Para él, Estados Unidos se he empequeñecido y hay que hacerlo grande de nuevo. ¿Y cómo hacerlo? Siguiendo a Lázaro, el de Tormes, hay que conseguirlo a cualquier precio: bombardeando, invadiendo, bloqueando, manipulando. Ahora mismo, por ejemplo, atacando a una nación, Irán, con la que estaba sentada en una mesa de diálogo, sin motivo justificado de guerra. ¿Por qué? Tal vez por que su objetivo de fondo no es Irán, sino sus destacados socios, en particular China, y, luego, Rusia y, tal vez, Pakistán. Se trata de tres potencias nucleares y lo que está en juego es el equilibrio mismo del planeta, una variable que Trump parece no sopesar, porque él es como el niño de “El Lazarillo de Tormes”: busca su beneficio sin pensar en los demás.
¿En qué andanzas anda el pícaro Donald en estos días? Pues haciendo un grosero resumen, ordena a sus fuerzas y sus socios de Israel, atacar Irán, que responde. El que atravesamos es uno de los momentos más cercanos a la Tercera Guerra Mundial y no hay exageración en esto.
Donald Trump sabe que, como dice el refrán, “hay que pegarle al chancho para que aparezca el dueño” y quién sabe si pretende la reacción de China al respecto. ¿Por qué? Pues porque los chinos compran casi totalmente la producción de crudo iraní. En buena medida, los chinos cuentan con ese aporte iraní e Irán en una enorme medida depende del comercio con China. La partida de ajedrez está en desarrollo y las consecuencias de una decisión china firme son impredecibles.
¿Qué pasa con Europa, en tanto? Pues, nada. Europa sabe hacer silencio, como la Iglesia ante el lazarillo o esos jueces que “sólo hablan a través de sus sentencias”, aunque los europeos, en estos años, no suelen sentenciar nada, porque se trata de una región en crisis, un continente cerca de perder su idea del confort que ha sostenido en los últimos 80 años y cualquier pronunciamiento difícil pondría al borde del abismo su equilibrio. Por eso, apelan a un concepto híbrido, correcto, neutral, casi cobarde, al que se le suele llamar “diplomacia”.
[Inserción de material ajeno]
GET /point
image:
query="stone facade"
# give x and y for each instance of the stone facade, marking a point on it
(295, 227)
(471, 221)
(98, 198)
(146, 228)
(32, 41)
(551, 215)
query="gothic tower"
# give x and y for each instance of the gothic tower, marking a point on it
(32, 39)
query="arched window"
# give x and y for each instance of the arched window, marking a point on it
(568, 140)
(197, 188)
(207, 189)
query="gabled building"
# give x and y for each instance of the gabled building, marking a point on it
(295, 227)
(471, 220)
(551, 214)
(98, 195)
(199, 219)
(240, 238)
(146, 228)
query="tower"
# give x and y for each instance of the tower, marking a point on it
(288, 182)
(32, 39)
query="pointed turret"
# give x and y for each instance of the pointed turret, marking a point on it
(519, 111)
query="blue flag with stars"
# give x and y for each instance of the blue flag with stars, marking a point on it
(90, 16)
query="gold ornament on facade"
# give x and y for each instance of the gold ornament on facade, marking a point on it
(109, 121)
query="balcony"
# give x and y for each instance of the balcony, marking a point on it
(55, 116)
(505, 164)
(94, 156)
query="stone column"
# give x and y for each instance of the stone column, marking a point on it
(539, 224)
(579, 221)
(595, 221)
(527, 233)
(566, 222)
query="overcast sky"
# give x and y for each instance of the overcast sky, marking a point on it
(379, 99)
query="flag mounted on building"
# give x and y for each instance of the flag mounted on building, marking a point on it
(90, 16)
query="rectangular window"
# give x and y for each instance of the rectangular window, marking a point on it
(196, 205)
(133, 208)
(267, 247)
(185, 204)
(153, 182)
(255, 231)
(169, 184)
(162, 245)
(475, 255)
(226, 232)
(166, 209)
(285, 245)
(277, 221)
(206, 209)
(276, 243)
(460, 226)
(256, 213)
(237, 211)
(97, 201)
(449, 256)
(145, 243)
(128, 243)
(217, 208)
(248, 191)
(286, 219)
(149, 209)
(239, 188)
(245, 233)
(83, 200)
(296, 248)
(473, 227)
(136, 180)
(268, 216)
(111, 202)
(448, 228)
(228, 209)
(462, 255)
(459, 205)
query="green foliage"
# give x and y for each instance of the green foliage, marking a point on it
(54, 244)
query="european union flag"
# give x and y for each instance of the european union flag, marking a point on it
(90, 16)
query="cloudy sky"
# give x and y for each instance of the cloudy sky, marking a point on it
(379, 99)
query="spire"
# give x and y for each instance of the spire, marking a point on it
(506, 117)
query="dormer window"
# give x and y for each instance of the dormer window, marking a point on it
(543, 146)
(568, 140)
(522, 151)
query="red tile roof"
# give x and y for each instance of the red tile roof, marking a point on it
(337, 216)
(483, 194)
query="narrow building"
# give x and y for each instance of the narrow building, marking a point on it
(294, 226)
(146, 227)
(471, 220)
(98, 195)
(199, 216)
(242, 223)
El niño de “El lazarillo de Tormes” vivió gambeteando el sistema hasta la adultez, cuando se integró a él a través de la legitimación que ofrece el casamiento. Sin embargo, la hipocresía social permaneció, pues se trató de un casamiento por conveniencia con la criada de un arcipestre del cual la muchacha era su amante.
¿Cómo terminará esta aventura el pillo Donald Trump? Pues no lo sabemos, pero hay algo en claro: lo que aquí no sobra, lo que falta y a montones, es virtud. Tanto el opulento Donald, como el menesteroso Lázaro, viven en el borde: pueden caer o remontarse. La diferencia es que el niño de la Salamanca del siglo XVI si cae por el precipicio, apenas hará ruido con sus huesos descalcificados, en cambio, si Donald cae, se ocupará de no caer solo y el estruendo se escuchará hasta en Venus.
Por si no lo sabían, el mundo es un lugar en peligro, bienvenidos. La mesa está servida, aunque no estemos invitados a comer.